By Hiroki Nagao
On 19 August 2022, the R/V Neil Armstrong set sail from Reykjavík to the cold, stormy waters of the Subpolar North Atlantic. This region consists of a complex network of surface and deep ocean currents, which together play a critical role in the Earth’s climate system via the transport of heat, freshwater, and dissolved gases. Among the objectives of this cruise was to service the Cape Farewell (CF) mooring array, located off the coast of Southeast Greenland.
Each mooring in the CF array consists of a set of instruments that are fixed to a cable, supported by an anchor and a set of floats. These instruments include microCAT sensors, oxygen optodes, and Acoustic Doppler Current Profilers (ADCPs), which measure temperature/salinity/pressure, dissolved oxygen, and current velocity, respectively. These instruments stay at a fixed depth in the water column for two years and are then serviced and replaced. Mooring data are critical for obtaining continual records of oceanographic variables and thereby inferring the temporal variability in ocean circulation and associated fluxes of heat, freshwater, and dissolved gases.

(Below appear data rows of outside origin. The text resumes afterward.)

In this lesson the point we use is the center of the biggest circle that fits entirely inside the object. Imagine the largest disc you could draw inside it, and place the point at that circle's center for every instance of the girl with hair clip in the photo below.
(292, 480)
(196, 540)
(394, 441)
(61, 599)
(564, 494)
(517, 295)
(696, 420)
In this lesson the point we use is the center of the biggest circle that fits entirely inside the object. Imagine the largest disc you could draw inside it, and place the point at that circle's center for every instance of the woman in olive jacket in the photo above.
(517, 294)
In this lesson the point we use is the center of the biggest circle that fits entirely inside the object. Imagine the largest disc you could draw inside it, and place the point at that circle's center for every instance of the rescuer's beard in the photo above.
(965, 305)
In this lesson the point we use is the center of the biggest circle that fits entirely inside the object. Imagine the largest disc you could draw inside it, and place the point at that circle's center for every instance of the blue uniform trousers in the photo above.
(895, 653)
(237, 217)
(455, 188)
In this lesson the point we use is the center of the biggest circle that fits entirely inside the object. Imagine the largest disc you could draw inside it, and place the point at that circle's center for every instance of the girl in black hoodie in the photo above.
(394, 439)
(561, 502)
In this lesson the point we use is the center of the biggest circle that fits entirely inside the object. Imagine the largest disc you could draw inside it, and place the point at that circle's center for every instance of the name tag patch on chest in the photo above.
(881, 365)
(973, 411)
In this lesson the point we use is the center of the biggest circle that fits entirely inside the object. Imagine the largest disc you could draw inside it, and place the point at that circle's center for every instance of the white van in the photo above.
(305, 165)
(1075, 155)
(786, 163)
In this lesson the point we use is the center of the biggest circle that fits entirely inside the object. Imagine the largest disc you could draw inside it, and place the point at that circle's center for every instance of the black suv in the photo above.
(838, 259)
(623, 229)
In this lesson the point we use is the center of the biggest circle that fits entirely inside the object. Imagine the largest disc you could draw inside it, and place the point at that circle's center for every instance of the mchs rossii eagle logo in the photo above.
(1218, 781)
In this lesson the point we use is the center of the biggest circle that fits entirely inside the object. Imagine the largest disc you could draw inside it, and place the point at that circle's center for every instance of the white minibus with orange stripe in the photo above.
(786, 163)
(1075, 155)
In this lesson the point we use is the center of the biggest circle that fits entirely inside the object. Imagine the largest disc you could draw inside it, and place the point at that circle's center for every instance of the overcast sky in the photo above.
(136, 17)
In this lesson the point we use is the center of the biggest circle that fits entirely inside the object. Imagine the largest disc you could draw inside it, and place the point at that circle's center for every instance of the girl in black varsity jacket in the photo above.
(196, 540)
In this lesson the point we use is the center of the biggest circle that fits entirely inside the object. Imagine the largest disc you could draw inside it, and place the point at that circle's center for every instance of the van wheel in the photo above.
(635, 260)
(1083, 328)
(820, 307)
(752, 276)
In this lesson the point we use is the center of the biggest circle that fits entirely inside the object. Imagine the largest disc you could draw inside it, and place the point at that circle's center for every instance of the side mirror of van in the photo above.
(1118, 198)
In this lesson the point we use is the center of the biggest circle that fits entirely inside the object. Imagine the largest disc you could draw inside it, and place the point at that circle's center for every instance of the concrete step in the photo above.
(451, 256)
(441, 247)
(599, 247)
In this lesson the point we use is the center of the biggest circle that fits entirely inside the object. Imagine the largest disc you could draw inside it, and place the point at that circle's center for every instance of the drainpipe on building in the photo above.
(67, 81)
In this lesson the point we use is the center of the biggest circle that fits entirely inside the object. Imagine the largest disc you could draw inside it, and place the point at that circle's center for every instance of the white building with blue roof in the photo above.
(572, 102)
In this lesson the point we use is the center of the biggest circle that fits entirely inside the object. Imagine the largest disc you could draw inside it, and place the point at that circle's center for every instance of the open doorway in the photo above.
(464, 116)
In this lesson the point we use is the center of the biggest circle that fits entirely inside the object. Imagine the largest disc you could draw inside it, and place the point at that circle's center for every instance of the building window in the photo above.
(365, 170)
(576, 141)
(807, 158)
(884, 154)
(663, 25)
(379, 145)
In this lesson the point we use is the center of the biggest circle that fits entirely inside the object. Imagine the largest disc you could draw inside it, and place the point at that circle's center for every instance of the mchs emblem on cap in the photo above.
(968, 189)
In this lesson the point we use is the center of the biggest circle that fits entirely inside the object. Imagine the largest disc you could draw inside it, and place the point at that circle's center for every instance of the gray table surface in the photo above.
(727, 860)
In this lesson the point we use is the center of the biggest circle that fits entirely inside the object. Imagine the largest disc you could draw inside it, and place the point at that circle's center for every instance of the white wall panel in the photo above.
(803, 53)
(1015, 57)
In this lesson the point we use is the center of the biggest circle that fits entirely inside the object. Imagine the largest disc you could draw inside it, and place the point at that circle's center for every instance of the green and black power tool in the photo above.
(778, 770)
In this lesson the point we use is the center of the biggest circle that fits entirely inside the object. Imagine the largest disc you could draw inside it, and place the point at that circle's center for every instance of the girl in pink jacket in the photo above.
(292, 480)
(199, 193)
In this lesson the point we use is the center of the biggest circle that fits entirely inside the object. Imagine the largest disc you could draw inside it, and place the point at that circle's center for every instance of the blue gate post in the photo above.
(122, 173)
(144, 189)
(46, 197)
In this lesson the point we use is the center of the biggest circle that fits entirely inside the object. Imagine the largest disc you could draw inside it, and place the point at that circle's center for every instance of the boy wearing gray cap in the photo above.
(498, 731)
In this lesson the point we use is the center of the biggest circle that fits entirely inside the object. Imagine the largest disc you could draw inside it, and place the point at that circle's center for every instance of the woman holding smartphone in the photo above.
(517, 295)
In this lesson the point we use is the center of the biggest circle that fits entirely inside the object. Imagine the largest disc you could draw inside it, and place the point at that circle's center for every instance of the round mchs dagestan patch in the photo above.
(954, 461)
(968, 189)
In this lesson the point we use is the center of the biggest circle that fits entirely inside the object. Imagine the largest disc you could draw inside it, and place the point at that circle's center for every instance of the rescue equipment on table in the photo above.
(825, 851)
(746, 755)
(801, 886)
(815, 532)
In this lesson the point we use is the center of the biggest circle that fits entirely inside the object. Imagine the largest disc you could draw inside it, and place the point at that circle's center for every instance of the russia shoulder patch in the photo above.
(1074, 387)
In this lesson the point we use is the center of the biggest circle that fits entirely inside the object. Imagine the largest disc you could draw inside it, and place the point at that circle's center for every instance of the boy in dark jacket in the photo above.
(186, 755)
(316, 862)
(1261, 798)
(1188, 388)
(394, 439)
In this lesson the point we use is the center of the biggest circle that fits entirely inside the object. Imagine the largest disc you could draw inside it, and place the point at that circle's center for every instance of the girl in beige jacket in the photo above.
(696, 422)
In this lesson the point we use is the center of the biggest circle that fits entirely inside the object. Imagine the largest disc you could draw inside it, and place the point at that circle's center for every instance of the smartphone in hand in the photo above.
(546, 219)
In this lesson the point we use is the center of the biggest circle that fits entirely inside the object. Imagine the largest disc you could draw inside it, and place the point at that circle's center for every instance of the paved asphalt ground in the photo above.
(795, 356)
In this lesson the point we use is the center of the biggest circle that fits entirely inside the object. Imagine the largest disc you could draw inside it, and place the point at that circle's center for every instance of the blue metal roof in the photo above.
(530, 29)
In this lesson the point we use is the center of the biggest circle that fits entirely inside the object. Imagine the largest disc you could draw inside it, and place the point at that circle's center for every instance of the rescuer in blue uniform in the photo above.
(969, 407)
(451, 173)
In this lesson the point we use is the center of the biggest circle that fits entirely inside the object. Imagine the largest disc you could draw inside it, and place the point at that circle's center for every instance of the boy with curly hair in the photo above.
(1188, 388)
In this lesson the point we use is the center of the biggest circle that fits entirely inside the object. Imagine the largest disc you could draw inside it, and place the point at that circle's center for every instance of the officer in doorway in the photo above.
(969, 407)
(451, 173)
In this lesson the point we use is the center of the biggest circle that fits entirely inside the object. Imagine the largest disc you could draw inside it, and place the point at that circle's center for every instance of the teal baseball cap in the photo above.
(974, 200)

Servicing a mooring first involves its recovery. The technicians from the Woods Hole Oceanographic Institution (WHOI) disconnect the mooring line from the anchor by sending an acoustic ping from the vessel to the release system. Once the mooring line reaches the surface, the whole crew jumps into action to bring all the floats and instruments, one by one, to the deck. The ship carefully maneuvers to the floats and then, the crew works tirelessly to catch the float with a hook attached to a rope. We watch with much anticipation as the float is carefully placed on a stand. Next comes the instruments, from the shallowest to the deepest. We record the serial number of each instrument and clean the grime and the growth that has covered the instruments over the past two years. Finally, the acoustic releases are brought back to the surface.
After the recovery, all the instrument data are downloaded into the computer. We also perform calibration dips of the microCAT sensors and the oxygen optodes. This involves attaching the sensors to the CTD rosette, so that the sensor data can be compared with the measurements collected by Niskin bottles and CTD instruments on the rosette. For example, I found the oxygen optode measurements to be greater than the oxygen concentration determined from titrations of water samples from the Niskin bottles.
Once the data processing is finished, the re-deployment of the mooring takes place. The WHOI technicians carefully attach all the mooring components to the cable one by one, ensuring that none of them gets damaged. The re-deployment lasts for 1-3 hours, depending on the length of the mooring line. Once all the floats and instruments are sent off the deck, the technicians attach the release system and the anchor to the line, before dropping the anchor to the seafloor.
The whole mooring operation along the CF array was challenging. Our plans were contingent on the time of day and weather, since mooring operations are not safe at night or rough waves. Thus, we interspersed the mooring operations with CTD casts off the coast of Southeast Greenland. Moreover, we had to contend with unexpected circumstances in the mooring. For example, several ADCPs from the CF7 mooring suffered extensive damage, possibly because a portion of the mooring line broke off under rough weather conditions. Despite these obstacles, we finished all the CF mooring operations by the end of the second week of the cruise. All our efforts had been paid, as we were treated with picturesque views of the Prince Christian Sound the following day.